When we discussed the fundamental charts, we saw the most basic way to visualize one dimensional quantitative data. In this post we will discuss alternatives ways to perform this task.

1-D Scatterplot

As we already discussed, the one dimensional scatterplot is the easiest way to visualize one dimensional quantitative data.

This visualization can however become very crowded as the number of points grows, and in this case it is hard to count the number of points within a certain range of values. This is known as the curse of dimensionality, and it’s one of the most central problems in dataviz.

In order to allow for a larger number of points, you can jitter your points, namely put them randomly on your y axis. This operation may however confuse your audience if they are not used to it.

Histogram

Histograms are very common ways to show how a certain quantity is distributed. In a first step, a range of values is divided in $n$ equally spaced intervals. We then visualize the number of objects belonging to each interval.

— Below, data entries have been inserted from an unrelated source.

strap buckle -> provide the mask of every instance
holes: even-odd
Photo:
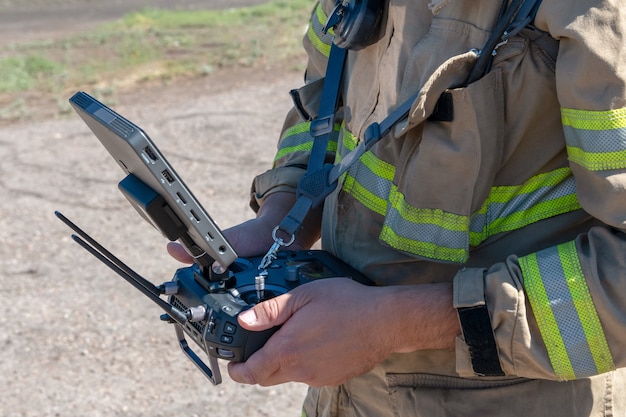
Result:
[[[333,131],[333,122],[335,121],[335,115],[316,117],[311,120],[311,126],[309,132],[316,138],[322,135],[328,135]]]

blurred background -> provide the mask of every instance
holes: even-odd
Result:
[[[212,386],[161,311],[70,239],[63,212],[160,284],[182,265],[73,112],[142,127],[222,228],[253,216],[313,0],[0,0],[0,416],[299,416],[306,387]],[[224,365],[224,364],[222,364]]]
[[[234,68],[302,69],[313,0],[0,0],[0,121]],[[37,112],[37,117],[41,114]]]

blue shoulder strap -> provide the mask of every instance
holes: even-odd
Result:
[[[541,0],[513,0],[511,3],[504,0],[491,36],[487,39],[483,49],[477,51],[480,56],[464,85],[479,80],[489,72],[496,49],[530,25],[535,20],[540,5]]]
[[[497,47],[530,25],[540,4],[541,0],[512,0],[510,4],[508,4],[508,0],[504,0],[491,36],[483,49],[478,51],[480,56],[466,80],[467,84],[478,80],[489,71]],[[331,44],[320,109],[317,117],[311,121],[310,133],[314,141],[308,168],[298,184],[296,203],[274,229],[273,238],[276,243],[262,262],[265,266],[271,263],[276,250],[281,246],[290,244],[285,243],[277,236],[277,233],[280,231],[281,234],[288,237],[288,242],[293,242],[296,232],[301,227],[309,211],[313,207],[319,206],[326,196],[336,188],[337,180],[341,174],[356,159],[384,137],[396,123],[407,117],[411,105],[417,97],[418,93],[415,93],[404,103],[400,104],[395,111],[385,117],[383,121],[372,123],[366,129],[359,145],[346,155],[340,163],[337,165],[324,164],[328,141],[334,129],[346,53],[347,51],[344,48],[338,47],[334,42]]]

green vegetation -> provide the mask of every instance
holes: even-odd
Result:
[[[145,9],[89,33],[0,48],[0,120],[27,113],[20,108],[33,91],[60,103],[77,89],[106,95],[223,68],[301,69],[312,7],[313,0],[271,0],[227,10]]]
[[[0,60],[0,92],[15,92],[34,88],[39,81],[53,77],[60,65],[40,56],[9,57]]]

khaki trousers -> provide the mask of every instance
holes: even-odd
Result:
[[[377,368],[339,387],[310,388],[306,417],[626,416],[624,369],[558,382],[386,374]]]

While this visualization scales much better than the scatterplot, it has as main drawback the fact that the results (and so the conclusions) depend on the choice of the interval, and the discretization may hide some important feature of the data.

Boxplot

Boxplot is another popular way to show one dimensional distributions. In this visualization, rather than showing the data, we show the main features of the underlying distribution.

In order to understand this visualization, your audience should be trained, so it’s not suited for general audience. There is no agreement on the exact values one should visualize. As an example, we used the 10th, 25th, 50th, 75th and 90th percentile for the five values shown (the leftmost point, the left border of the box, the central value, the right border of the box and the rightmost point respectively). Moreover, this visualization is only meaningful for unimodal data, so you should always make sure that these condition hold.

Kernel Density Estimate

Kernel Density Estimates, KDE for brevity, are a set of methods to estimate the probability distribution function of a set of data.

The result strongly depends on the kernel choice as well as on its free parameters, which are both subjective choices. Before using this method you should make sure that your kernel is appropriate for your data. Due to the strong dependence of the result on the kernel choice, many authors both show the KDE plot and the scatterplot.

In case you want to know more about KDE, there are many resources online, as they have been very popular in the Machine Learning community. You can take a look at the Wikipedia page or at the scikit-learn documentation.

Conclusions

We have seen few methods to visualize the distribution of a single quantitative variable. If your dataset is small, then the best way to show your data is simply to show them on a scatterplot, as this is the most transparent way to visualize a single quantitative variable.

If your dataset is large, however, choosing how to visualize your data is a trade off between transparency and readability, and there is no single answer to the question of how to choose the most appropriate visualization.